Das Buch spielt im Jahr 2079. Die betagte Fiona hat ihren letzten Auftritt, eine dichterische Lesung, und nutzt diese letzte Chance, um ihre Familiengeschichte zu erzählen. Somit bekommt der Leser die Geschichte von vier Geschwistern, Renee, Caroline, Joe und Fiona, zwischen den 1980ern und den 2020ern geboten. Fiona und ihre Geschwister verlieren ihren Vater sehr früh, ihre Mutter verfällt einer Depression und die Kinder müssen zusehen, wie sie allein zurechtkommen. Jeder schlägt in seinem Leben seinen eigenen Weg ein, innerlich sind die Geschwister jedoch eng verbunden. Die Wunden, die sie in ihrer Kindheit erlitten haben, werden bei jedem der Geschwister anders sichtbar und diese Wunden führen zu weiterem Verlust, an der jeder Einzelne und die gesamte Familie beinahe zerbricht.
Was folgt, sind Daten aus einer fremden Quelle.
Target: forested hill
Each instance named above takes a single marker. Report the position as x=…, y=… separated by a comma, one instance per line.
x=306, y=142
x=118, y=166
Das Buch schafft es, die Charaktere greifbar und verständlich darzustellen. Es fällt nicht schwer, sie zu mögen, aber es fällt auch nicht schwer, zu erkennen, wie viele Probleme jeder Einzelne mit sich trägt. Die Liebe zwischen den Geschwistern und der unermessliche Schmerz, den sie zwischenzeitlich mitbringt, sind nachfühlbar. Der Schreibstil lässt sich angenehm lesen und kommt ohne hochgestochene Phrasen (und sogar fast ohne Kitsch) aus, ohne der umgangssprachlichen Langeweile zu verfallen.

Insgesamt ist das Buch ein sehr lesenswertes Werk.